EU calls for ICANN independence
Posted on 5 May 2009 at 10:50
The EU wants to see The Internet Corporation for Assigned Names and Numbers (ICANN) shorn of its ties to the US Government, and be made fully independent.
ICANN is the body in charge of assigning Internet addresses such as .com and .net, and though it's a not-for-profit organisation it operates under the aegis of the US Department of Commerce.
This set-up has earned the ire of the European Union's information commissioner, Viviane Reding, who cited the pressure on ICANN from right-wing politicians to stop .xxx from becoming a domain name for pornography, as evidence the body needs to become independent.

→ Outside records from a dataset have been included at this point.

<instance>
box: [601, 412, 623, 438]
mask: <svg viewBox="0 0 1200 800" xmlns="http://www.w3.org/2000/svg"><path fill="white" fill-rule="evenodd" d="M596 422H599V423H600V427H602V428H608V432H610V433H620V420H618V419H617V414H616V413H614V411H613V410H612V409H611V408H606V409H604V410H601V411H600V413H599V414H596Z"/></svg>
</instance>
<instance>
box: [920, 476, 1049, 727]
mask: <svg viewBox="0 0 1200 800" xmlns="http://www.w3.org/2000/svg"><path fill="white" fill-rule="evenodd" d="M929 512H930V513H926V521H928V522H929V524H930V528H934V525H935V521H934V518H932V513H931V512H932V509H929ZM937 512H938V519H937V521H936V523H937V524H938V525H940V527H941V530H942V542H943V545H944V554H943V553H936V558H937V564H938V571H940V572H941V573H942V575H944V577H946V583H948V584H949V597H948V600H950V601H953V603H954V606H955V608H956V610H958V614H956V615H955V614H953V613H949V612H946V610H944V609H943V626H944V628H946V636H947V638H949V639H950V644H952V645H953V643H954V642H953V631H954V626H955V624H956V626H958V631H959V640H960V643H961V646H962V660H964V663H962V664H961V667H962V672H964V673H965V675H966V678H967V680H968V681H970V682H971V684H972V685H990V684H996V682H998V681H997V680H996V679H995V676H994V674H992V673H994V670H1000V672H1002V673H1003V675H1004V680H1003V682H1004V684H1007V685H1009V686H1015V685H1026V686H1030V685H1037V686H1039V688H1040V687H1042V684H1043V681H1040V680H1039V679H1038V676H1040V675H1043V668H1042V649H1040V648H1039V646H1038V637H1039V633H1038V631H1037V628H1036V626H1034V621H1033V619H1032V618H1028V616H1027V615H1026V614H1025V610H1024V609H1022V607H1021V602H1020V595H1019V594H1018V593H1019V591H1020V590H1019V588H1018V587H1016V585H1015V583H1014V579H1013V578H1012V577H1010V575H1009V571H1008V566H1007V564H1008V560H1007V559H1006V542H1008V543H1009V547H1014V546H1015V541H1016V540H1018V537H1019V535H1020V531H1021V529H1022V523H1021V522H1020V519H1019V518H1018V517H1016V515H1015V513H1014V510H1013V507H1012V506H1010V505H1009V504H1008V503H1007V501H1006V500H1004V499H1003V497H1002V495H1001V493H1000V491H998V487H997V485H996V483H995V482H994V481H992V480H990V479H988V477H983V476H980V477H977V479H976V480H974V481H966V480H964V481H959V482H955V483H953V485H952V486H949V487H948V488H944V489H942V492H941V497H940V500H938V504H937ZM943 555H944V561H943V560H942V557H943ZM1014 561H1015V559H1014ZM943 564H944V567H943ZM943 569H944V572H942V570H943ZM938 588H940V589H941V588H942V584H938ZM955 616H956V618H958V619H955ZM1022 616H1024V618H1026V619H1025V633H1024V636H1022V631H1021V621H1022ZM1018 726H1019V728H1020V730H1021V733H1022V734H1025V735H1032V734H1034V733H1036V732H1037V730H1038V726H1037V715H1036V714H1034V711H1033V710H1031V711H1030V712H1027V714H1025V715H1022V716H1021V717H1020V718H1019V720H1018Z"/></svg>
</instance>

ICANN's operating agreement with the US government expires at the end of September, meaning that come October it could be cut free.
"This opens the door for the full privatisation of ICANN and it also raises the question of to whom ICANN should be accountable, as from 1 October," says EU Information Society Commissioner Viviane Reding.
She has urged US President Barack Obama to agree to a "new, more accountable, more transparent, more democratic and more multilateral form of internet governance."
Reding wants ICANN to be overseen by an independent judicial body as well as a "G12 for Internet Governance" to discuss Internet and security issues.
"In the long run, it is not defendable that the government department of only one country has oversight of an internet function which is used by hundreds of millions of people in countries all over the world," says Reding.
Such a "G12" would include two representatives from each North America, South America, Europe and Africa, three representatives from Asia and Australia, as well as the chairman of ICANN as a non-voting member.